A few nice Network advertising images I found:

Punking Chevron’s We Agree Campaign in New York, NY
Network advertising
Image by Rainforest Action Network
Chevron rolled out a fancy new ad campaign yesterday, and we were ready for them. We had only a fraction of Chevron’s budget — the company won’t say how much it spent this time around, but typically spends as much as million on an ad campaign like this — but we had the element of surprise, and we were determined to press our advantage. Go here for the full scoop.

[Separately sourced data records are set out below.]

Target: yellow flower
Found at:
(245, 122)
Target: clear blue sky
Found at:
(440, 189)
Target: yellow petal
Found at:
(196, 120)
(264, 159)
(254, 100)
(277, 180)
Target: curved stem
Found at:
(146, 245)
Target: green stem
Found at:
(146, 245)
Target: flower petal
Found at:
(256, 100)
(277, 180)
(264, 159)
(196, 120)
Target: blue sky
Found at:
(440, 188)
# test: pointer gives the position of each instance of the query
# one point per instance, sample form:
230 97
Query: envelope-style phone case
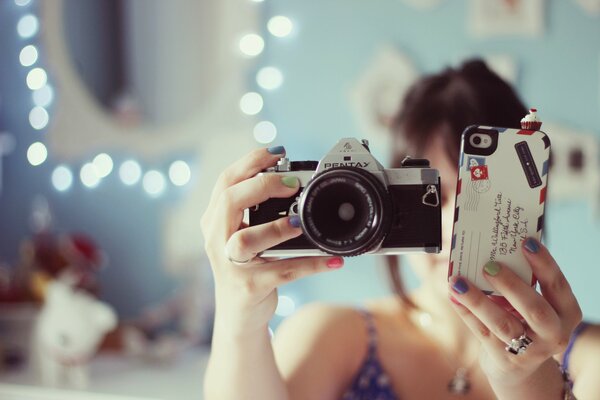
500 198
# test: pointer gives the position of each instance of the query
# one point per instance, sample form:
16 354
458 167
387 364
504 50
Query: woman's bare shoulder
585 357
331 339
588 345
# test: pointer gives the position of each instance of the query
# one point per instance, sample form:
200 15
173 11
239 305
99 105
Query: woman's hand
548 318
246 295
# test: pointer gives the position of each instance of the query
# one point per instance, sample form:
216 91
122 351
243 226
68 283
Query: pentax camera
349 204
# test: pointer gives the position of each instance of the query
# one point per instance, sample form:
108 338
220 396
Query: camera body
349 204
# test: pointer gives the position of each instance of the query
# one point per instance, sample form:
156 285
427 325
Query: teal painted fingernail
276 150
491 268
531 245
290 181
295 221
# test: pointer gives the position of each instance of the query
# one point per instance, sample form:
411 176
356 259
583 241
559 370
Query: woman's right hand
246 295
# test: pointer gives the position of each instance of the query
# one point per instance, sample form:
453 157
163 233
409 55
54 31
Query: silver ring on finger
519 345
239 262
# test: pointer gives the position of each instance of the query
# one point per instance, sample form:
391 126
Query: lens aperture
342 211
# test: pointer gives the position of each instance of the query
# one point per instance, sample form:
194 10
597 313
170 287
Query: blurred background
116 116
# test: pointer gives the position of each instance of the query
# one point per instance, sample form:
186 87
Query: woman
443 340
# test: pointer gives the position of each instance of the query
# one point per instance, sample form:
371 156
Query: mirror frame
80 125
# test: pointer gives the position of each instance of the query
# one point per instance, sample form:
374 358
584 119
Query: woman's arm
241 363
538 329
585 364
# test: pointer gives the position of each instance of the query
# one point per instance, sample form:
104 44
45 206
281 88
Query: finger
534 309
246 243
490 341
555 287
500 322
274 274
235 199
244 168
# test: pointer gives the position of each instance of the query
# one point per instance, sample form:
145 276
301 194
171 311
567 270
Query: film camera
349 204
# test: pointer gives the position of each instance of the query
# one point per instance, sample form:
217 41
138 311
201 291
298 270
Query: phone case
500 199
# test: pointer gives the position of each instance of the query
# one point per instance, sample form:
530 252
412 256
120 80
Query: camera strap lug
431 191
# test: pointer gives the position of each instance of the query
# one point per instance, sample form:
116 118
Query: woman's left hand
548 319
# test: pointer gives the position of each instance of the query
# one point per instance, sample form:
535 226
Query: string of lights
91 173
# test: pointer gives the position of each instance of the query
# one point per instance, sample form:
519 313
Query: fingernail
335 262
290 181
276 150
491 268
460 286
531 245
294 221
453 299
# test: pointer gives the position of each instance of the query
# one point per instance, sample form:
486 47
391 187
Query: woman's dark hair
444 104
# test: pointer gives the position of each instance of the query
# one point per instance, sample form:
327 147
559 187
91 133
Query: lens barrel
345 211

Punking Chevron’s We Agree Campaign in New York, NY
Network advertising
Image by Rainforest Action Network
Chevron rolled out a fancy new ad campaign yesterday, and we were ready for them. We had only a fraction of Chevron’s budget — the company won’t say how much it spent this time around, but typically spends as much as million on an ad campaign like this — but we had the element of surprise, and we were determined to press our advantage. Go here for the full scoop.